C J Campbell wrote:
Cirrus has been promising that 12,000 hour restriction for years, now. I
wish them well.
I searched the online POH for the SR20 and could not find this
limitiation documented. Can you provide a link to documentation of this
limit?
Ah, if it is not on the Internet, it must not be true, eh? :-)
Not at all, I just wanted a quick-n-easy link to point someone to.
The only place you will find that is by
reading the type certification. There may be some place you can find that on
the Internet.
That info sure makes the googling easier.
Found a reference to it he
http://www.airplanenoise.com/article....%20Cirrus.pdf
Getting the correct number (4350) off that website makes Cirrus's own
website be result #2 when googling on: sr22 4350 hours
http://www.cirrusdesign.com/aircraft/faq/index.html
It's definitely easy to find when you know the right info to google for.

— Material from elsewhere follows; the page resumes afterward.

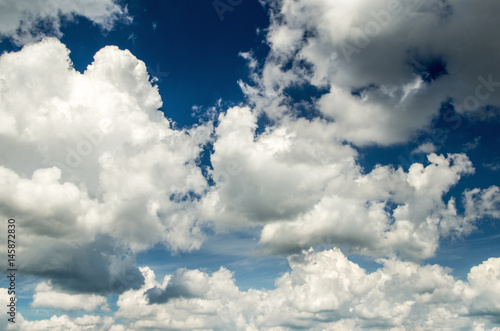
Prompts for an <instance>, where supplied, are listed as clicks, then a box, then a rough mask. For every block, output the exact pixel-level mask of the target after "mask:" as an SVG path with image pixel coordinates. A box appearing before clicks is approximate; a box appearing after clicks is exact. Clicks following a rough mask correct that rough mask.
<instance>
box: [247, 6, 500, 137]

The comparision site also says that TBO on the SR22 engine is only 1700
hours, that surprised me.
Then they can start figuring out why these things are
falling out of the sky. There just seems to be no good reason for it. I
suspect training is the issue.
according to the current issue of FLYING, they have stopped falling out
of the sky. Maybe the training has improved.
Well, there were two of them quite recently, but maybe "Flying" went to
press before those incidents occurred.
True. But those were not fatal accidents. An alarmingly high rate of
fatal accidents was the knock on Cirrus, as I recall. The latest FLYING
has a column by one of their regulars claiming the cirrus accident rate
is now roughly equivalent to that for 182's.